En aquel momento Windurnanoth estaba demasiado absorta en la contemplación de algo que estallaba en el alféizar de una de sus ventanas. Asi que se encogió de hombros, como si ninguna de esas cosas le importara, excepto aquella contemplación. Las doncellas se miraron la una a la otra, comprendieron que era el momento de dejarla sola y se retiraron.
Lo que llamaba la atención de Windumanoth era simplemente la luz. La luz de un otoño que hermanaba su niñez con la luz de la vendimia, allá en el Sur. Era una luz espesa, como miel, pero también invadida por un rojo encendido, como si en vez de en la mañana se hallase en el atardecer. Corrió entonces para asomarse a la ventana y vio, más allá del huerto y del pozo que se alzaba en su centro, la espesura de los bosques, su irresistible resplandor, la oscuridad luminosa de sus íntimos recintos. Los bosques de su tierra —los escasos bosques de su tierra— eran espaciados y dejaban entrar al sol libremente puesto que los claros abundaban en su interior. En cambio, aquí los árboles se enlazaban como muralla infranqueable. Y por primera vez, sintió verdadero miedo. La luz que la había atrapado hacía apenas un instante la conducía ahora a la contemplación de la oscuridad que nacía de aquellos bosques, como si anunciara la posesión de grandes y ocultos misterios en su interior. Windumanoth sentía terror de lo que sus ojos contemplaban y, más aún, de lo que imaginaba.

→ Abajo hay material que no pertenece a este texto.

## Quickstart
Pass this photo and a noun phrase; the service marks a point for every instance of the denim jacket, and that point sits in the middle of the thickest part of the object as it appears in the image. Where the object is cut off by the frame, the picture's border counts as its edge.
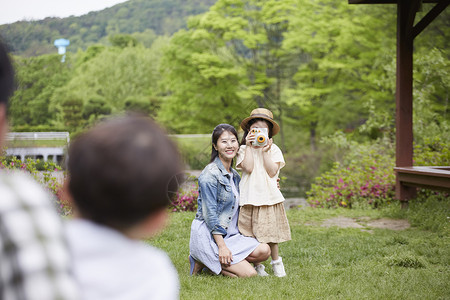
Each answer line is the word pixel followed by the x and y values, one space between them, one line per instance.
pixel 215 198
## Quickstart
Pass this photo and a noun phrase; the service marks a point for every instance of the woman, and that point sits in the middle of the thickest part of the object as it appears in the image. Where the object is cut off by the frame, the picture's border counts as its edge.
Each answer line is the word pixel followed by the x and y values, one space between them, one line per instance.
pixel 215 239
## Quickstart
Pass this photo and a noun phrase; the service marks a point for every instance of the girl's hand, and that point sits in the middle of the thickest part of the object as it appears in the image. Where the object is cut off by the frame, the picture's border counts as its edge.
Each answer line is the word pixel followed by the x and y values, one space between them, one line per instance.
pixel 225 256
pixel 250 139
pixel 268 146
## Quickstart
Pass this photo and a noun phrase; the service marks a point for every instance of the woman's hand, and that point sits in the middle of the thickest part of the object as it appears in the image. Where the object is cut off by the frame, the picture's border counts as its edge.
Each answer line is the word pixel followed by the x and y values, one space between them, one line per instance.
pixel 225 255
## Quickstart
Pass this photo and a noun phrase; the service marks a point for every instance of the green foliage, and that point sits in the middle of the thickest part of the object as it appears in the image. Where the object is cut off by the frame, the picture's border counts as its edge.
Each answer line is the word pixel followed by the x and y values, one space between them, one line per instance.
pixel 44 173
pixel 363 174
pixel 37 79
pixel 123 40
pixel 365 180
pixel 30 38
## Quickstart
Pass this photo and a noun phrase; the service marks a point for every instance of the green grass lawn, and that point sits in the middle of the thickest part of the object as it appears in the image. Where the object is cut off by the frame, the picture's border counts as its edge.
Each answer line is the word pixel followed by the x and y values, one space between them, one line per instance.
pixel 335 263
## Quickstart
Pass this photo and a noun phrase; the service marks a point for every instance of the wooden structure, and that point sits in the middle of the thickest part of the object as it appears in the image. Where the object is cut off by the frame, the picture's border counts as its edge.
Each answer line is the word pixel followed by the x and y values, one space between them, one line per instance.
pixel 407 176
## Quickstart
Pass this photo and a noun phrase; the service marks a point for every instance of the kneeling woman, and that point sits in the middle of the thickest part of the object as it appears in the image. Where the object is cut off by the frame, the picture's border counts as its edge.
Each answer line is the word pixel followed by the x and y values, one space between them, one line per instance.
pixel 216 242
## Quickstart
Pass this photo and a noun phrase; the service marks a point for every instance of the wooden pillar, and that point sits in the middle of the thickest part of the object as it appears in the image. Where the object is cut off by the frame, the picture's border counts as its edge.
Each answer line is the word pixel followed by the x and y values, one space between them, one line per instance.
pixel 404 104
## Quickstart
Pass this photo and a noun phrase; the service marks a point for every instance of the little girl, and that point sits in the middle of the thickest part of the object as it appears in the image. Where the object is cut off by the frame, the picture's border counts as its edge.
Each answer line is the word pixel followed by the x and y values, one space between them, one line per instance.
pixel 262 213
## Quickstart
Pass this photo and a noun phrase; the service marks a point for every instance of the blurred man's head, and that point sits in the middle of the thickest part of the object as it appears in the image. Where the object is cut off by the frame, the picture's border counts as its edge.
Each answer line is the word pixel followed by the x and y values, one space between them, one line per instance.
pixel 120 171
pixel 6 88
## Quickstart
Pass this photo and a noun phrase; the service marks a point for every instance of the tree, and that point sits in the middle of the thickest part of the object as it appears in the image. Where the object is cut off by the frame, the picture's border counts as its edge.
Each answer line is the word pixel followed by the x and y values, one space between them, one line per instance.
pixel 37 78
pixel 236 46
pixel 340 46
pixel 106 77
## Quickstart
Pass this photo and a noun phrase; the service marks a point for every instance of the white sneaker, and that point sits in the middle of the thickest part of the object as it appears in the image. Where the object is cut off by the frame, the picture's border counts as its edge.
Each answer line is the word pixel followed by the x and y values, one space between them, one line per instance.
pixel 260 270
pixel 278 268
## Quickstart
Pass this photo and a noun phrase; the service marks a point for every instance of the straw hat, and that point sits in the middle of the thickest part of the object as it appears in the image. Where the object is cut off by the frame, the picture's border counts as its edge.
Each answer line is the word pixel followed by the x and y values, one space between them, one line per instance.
pixel 261 113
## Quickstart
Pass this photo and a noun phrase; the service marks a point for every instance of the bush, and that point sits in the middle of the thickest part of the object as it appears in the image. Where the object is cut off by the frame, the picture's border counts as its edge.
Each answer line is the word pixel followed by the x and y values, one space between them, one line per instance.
pixel 364 175
pixel 43 172
pixel 366 179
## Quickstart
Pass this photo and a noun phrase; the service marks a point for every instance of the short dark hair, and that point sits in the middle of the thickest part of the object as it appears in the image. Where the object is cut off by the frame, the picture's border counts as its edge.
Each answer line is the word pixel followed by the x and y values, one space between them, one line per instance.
pixel 250 123
pixel 6 75
pixel 217 132
pixel 122 170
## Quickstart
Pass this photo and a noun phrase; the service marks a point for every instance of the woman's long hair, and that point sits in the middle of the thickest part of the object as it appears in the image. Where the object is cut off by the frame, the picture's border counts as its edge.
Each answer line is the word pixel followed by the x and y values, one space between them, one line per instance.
pixel 217 132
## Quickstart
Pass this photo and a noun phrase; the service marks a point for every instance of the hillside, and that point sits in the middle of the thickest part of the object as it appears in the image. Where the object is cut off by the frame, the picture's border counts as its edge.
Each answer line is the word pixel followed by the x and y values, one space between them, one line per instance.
pixel 144 19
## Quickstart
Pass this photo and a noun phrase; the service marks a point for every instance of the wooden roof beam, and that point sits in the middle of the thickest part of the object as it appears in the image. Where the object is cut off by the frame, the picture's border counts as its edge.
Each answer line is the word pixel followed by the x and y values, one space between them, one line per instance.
pixel 429 17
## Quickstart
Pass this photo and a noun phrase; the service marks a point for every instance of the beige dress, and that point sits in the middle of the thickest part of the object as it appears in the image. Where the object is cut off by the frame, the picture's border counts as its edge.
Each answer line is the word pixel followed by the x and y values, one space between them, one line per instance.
pixel 262 214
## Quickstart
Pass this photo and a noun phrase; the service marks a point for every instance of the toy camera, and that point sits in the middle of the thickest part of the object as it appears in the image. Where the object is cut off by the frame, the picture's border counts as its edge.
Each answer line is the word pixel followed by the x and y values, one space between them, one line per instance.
pixel 261 136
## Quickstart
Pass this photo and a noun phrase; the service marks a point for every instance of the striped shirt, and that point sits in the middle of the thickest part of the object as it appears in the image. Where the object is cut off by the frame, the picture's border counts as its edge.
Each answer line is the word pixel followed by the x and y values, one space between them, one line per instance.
pixel 34 259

Abrió la puerta de su estancia y llamó a grandes voces a sus doncellas. Fue entonces cuando vio ante ella al joven Aranmanoth. Su sola presencia detuvo sus gritos y, de pronto, se sintió reconfortada.
—Ay, querido Aranmanoth —dijo intentando sonreír—. Me siento muy extraña en este lugar... Entra en mi cámara, te lo ruego, y hablemos un poco. Hablemos porque sé que traes una misiva para mí. Y porque eres mi guardián y también mi amigo.

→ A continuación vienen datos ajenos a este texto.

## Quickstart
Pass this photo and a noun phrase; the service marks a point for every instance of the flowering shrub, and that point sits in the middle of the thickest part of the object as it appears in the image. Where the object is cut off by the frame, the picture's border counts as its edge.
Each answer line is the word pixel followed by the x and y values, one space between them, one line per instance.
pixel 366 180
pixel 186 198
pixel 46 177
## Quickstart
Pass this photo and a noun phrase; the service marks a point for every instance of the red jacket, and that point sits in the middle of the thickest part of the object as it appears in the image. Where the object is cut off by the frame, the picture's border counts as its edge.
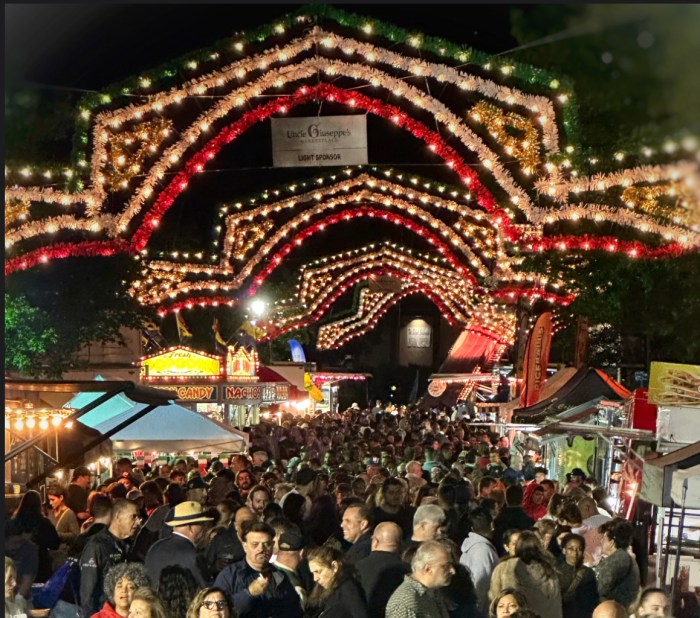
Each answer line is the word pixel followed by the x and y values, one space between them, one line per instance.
pixel 536 511
pixel 107 611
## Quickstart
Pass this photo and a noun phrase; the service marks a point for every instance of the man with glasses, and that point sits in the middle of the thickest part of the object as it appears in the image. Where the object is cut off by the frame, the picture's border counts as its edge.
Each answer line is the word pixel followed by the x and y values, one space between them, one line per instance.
pixel 382 571
pixel 432 568
pixel 256 589
pixel 428 523
pixel 180 547
pixel 103 550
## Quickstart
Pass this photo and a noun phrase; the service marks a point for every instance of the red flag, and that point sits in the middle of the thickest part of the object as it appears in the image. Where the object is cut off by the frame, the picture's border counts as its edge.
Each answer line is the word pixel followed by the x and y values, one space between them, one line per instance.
pixel 536 359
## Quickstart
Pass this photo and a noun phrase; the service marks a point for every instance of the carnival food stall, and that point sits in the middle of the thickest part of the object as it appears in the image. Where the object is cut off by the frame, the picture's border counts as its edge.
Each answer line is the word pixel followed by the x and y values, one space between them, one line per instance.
pixel 226 389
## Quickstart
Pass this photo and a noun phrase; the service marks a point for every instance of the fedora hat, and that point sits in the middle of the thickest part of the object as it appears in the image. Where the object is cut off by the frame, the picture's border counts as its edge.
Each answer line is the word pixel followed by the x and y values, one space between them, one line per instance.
pixel 187 513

Aranmanoth llevaba un cestillo en el brazo y parecía bastante confuso:
—Señora —dijo—, no sé si se puede definir como una misiva..., aunque yo, quizá, entienda su significado.
—¿Qué es? —se interesó entonces ella. Y se precipitó hacia el cestillo, lo abrió y de él surgió un pequeño cachorro, tan pequeno que parecía recién nacido. Con un grito de alegría lo tomó en sus brazos y le prodigó caricias. Luego lo dejó en el suelo para contemplar cómo retozaba de aquí para allá, torpe y deliciosamente, sobre sus cortas patitas.
Los dos muchachos estuvieron largo rato jugando con el cachorro, mezclando risas, comentarios y exclamaciones, hasta que la barrera de protocolos que les separaba iba desapareciendo. Y, al poco, eran sólo un niño y una niña que se divertían con un animal.
—Dime —dijo, al fin, Windumanoth sentándose en el suelo y recogiéndose los rizos que, entre juegos, se habían desparramado por su frente—, ¿de qué raza es este cachorrillo?
—Es un lobo —dijo plácidamente Aranmanoth—. Mi padre cazó a su madre que, según dicen, era de la raza más depredadora de estas tierras, pero sintió lástima de su cachorro y lo guardó para que fuera mi juguete..., en tanto no se convierta en un peligro.
Y añadió bajando la voz, en tono confidencial:
—Pero yo creo, por la experiencia que tengo en estas cosas y que a nadie, excepto a ti revelo, que si se encuentra amado y bien tratado, esa peligrosidad no llegará a manifestarse nunca. Aunque, claro está, llegado a cierta edad es más aconsejable devolverlo al bosque y a sus semejantes para que no se sienta extraño, ni él sienta extraños a cuantos le rodean.
Windumanoth abrazó al pequeño lobo, le besó las orejas, acarició sus pequeñas garras y dijo:
—Pues así lo haremos, Aranmanoth. Porque nadie que ama y es amado deberá ser apartado de su entorno. Así pues, cuando llegue el momento en que el lobo desee reunirse con los suyos, nosotros le ayudaremos en su regreso y le aplaudiremos. Pero, mientras tanto, ¿cómo le llamaremos?